Can machines learn like humans do ? With few-shots ?
What if we give few examples to the model, to come with the answer like humans learn. Will that work?
“In-context learning”, uses the text input of a pretrained language model as a form of task specification: the model is conditioned on a natural language instruction and/or a few demonstrations of the task and is then expected to complete further instances of the task simply by predicting what comes next.
While initially, the results were not at par with the fine-tuning approach. The authors believed there is hope, as they see a linear trend of improvement with increased model sizes. The authors hence hope that increased model size, would also help with the “in-context” learning capabilities, to bring them at par.
Since in-context learning involves absorbing many skills and tasks within the parameters of the model, it is plausible that in-context learning abilities might show similarly strong gains with scale
To test this, the authors built a 175B parameters model, and measured its in-context learning abilities.
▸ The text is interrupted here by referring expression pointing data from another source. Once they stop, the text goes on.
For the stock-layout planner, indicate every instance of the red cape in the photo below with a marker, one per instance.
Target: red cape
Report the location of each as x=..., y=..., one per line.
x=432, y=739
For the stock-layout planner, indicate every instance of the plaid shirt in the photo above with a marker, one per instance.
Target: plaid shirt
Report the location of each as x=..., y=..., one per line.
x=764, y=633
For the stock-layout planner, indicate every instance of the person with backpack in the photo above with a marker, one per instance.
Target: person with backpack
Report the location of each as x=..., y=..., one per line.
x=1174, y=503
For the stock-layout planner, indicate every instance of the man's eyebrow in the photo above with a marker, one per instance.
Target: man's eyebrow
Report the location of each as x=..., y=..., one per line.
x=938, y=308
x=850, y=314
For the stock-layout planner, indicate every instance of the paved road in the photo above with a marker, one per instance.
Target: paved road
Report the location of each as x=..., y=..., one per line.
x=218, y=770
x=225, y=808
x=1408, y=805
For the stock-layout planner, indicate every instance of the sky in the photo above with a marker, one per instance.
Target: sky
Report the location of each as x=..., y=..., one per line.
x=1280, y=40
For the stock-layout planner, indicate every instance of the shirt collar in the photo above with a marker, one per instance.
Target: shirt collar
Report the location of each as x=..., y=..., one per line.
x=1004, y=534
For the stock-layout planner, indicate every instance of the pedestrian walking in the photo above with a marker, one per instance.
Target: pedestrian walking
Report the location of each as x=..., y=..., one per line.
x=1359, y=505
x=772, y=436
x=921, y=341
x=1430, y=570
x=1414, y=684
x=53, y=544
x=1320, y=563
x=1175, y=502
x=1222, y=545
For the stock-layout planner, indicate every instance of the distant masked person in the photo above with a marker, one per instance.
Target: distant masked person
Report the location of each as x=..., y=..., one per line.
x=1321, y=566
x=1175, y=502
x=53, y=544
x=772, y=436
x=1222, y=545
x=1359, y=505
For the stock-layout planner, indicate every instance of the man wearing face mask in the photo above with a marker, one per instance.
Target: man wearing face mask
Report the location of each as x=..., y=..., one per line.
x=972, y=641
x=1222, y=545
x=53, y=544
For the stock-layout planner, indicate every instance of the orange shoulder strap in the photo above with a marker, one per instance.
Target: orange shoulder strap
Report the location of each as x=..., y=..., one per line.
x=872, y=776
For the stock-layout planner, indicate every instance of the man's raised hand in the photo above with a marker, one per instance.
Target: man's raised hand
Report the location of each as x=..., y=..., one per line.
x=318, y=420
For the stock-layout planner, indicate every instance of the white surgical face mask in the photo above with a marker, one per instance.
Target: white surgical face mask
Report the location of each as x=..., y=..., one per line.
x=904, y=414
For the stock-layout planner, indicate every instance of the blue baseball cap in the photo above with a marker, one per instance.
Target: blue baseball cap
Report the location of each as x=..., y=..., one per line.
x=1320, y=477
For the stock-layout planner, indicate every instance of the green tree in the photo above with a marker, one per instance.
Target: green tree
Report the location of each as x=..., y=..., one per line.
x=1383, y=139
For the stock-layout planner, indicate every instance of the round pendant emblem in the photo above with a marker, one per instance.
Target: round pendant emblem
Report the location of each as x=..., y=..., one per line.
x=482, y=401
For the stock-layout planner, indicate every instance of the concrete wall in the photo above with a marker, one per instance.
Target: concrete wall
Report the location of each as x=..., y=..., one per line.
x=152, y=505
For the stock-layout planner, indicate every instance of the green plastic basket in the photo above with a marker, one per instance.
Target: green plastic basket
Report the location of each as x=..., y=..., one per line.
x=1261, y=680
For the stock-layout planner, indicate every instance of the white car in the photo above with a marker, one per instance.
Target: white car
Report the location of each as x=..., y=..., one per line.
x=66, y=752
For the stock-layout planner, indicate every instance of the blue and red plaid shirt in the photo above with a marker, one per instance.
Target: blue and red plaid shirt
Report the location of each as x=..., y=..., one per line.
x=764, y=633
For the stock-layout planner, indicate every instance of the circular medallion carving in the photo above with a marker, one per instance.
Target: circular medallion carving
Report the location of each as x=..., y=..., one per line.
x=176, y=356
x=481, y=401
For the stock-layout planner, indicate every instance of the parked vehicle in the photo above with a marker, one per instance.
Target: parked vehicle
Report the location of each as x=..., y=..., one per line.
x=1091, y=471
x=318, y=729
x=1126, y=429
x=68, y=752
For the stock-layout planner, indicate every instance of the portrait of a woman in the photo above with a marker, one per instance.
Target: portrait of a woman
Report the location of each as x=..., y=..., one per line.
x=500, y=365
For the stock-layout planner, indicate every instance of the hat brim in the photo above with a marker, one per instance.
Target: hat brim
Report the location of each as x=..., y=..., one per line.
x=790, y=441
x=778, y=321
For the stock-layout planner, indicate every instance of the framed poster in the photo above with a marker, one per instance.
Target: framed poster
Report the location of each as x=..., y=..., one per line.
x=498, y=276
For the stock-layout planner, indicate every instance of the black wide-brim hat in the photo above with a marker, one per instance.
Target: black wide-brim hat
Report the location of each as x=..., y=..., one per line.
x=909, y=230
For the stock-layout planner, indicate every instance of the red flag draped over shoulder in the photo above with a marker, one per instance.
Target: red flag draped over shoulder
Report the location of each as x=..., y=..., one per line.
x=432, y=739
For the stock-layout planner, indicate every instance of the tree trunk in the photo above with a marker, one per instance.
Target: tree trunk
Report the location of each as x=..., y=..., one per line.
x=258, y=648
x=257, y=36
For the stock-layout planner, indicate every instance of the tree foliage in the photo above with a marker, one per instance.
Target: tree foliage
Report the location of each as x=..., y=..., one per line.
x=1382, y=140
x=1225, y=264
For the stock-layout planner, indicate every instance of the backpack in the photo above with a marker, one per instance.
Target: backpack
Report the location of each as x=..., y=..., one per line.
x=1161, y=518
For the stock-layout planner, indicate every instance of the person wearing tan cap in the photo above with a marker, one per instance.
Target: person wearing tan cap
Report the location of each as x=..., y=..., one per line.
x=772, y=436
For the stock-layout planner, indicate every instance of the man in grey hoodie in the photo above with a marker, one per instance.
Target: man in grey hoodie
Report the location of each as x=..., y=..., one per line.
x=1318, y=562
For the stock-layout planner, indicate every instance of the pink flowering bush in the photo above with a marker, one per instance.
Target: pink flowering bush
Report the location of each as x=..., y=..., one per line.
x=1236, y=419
They test in the following conditions
(a) “few-shot learning”, or in-context learning where we allow as many demonstrations as will fit into the model’s context window (typically 10 to 100), (b) “one-shot learning”, where we allow only one demonstration, and (c) “zero-shot” learning, where no demonstrations are allowed and only an instruction in natural language is given to the model. GPT-3 could also in principle be evaluated in the traditionalfine-tuning setting, but we leave this to future work
Model architecture
We use the same model and architecture as GPT-2 [ RWC+19 ], including the modified initialization, pre-normalization, and reversible tokenization described therein, with the exception that we use alternating dense and locally banded sparse attention patterns in the layers of the transformer, similar to the Sparse Transformer [ CGRS19 ].
Results
The authors then show a variety of results on various tasks like news article generation, story closure, Translation, Common sense reasoning, Reading comprehension. The results are fascinating, and are best read from the paper directly than me repeating them here.
Conclusion
The success of ChatGPT is something we see now, but clearly it was years in the making and required ruthless process of discovery and experimentaion.
My personal takeaways are
The authors formulated a varied set of “tests” along with a large pool of training data. They evaluated the output across translation, comprehension, question answering etc.
The authors followed a clear hypothesis, tests, result method - and for the most part tested a limited set of parameters in each test. In the GPT-3 example, they are majorly testing size of the model compared with performance.
The ability to question ones own achievements. Even though they achieved great results from their GPT 1 and 2 models, they found issues in the fine-tuning approach and were able to pivot.
I’m next interested in, models that take visual inputs, and how the world is reaching GPT-4V (visual) multi-modal techniques.